Volunteers who served with Youth With A Mission in the camps that housed thousands of Cambodians who fled over the border traveled from around the world for a week-long reunion, last month.
More than 600 people from 30 countries served with YWAM in the camps between 1979 and 1995, when the last one closed. At the height of the refugee crisis - provoked by the hard-line Communists' 1974 overthrow of the Cambodian government - around 500,000 filled the Thai camps.
Doctors, nurses and others with YWAM helped run health and education programs, vocational training projects, clothing distribution and social services. In addition, they played a part in starting churches in each of the camps, where membership topped 35,000.
According to YWAM's international director of Mercy Ministries- Steve Goode, who oversaw the 16-year program and helped host the reunion - around 100 churches existing in Cambodia today can be traced back to the United Nations-run camps.
"Only heaven will know how many refugees became Christians through YWAM's work, but it will not be a small number. Nor is there any way of knowing just how many lives were saved through what our staff did," he added.
In addition to hearing updates and swapping stories of their time in the camps, the 25 "Camp Borderline" participants talked and prayed about their own struggles coming to terms with some of the things they saw and experienced.
"Each segment of our lives needs to have closure, and for some who worked in situations like the camp there simply wasn't an opportunity for that chapter in their lives to have 'finished' written on it," said Peter Jordan, director of YWAM Associates International, the alumni movement which organized the event.
"Many who worked in the camps were affected in one way or another. They were in constant danger from shelling. In a way, they were like returning soldiers, having faced battle."
One of the participants - who came from 14 countries, including England, the US, Holland and Australia - said at the end of the week: "Being together helped us to make sense of what happened in us and through us, during our time in the camps."
YWAM workers in the camps also supervised 4,000 refugee staff from Vietnam and Laos, as well as Cambodia. Refugees who became Christians while in the camps went on to start ethnic churches in many of the countries by which they were accepted - including New Zealand, Canada, France and Sweden.

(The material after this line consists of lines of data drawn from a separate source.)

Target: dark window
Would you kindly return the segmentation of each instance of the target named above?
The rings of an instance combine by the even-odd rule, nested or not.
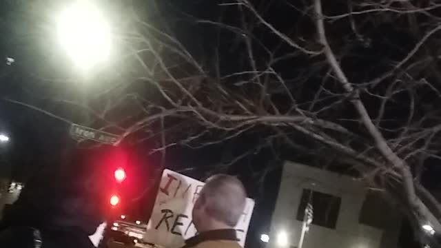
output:
[[[393,216],[391,211],[382,192],[369,190],[361,207],[358,221],[373,227],[385,229]]]
[[[311,203],[314,217],[312,224],[327,228],[336,228],[341,198],[327,194],[303,189],[300,204],[297,211],[297,220],[302,221],[305,209]]]

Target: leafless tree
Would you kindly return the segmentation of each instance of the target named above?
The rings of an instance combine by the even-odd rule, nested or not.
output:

The reunion was held at a hotel in Pattaya, a coastal resort an hour from the nearest former camp. Some participants visited the old sites, where rice fields and grazing water buffalo have replaced the temporary homes. "The only thing left is the memory of what happened there," said Goode.
"It was a very special reunion," he added. "None of us thought it would take 16 years to complete the work. It was encouraging to see how many refugees were we able to assist, and to give honor and thanks to those who served."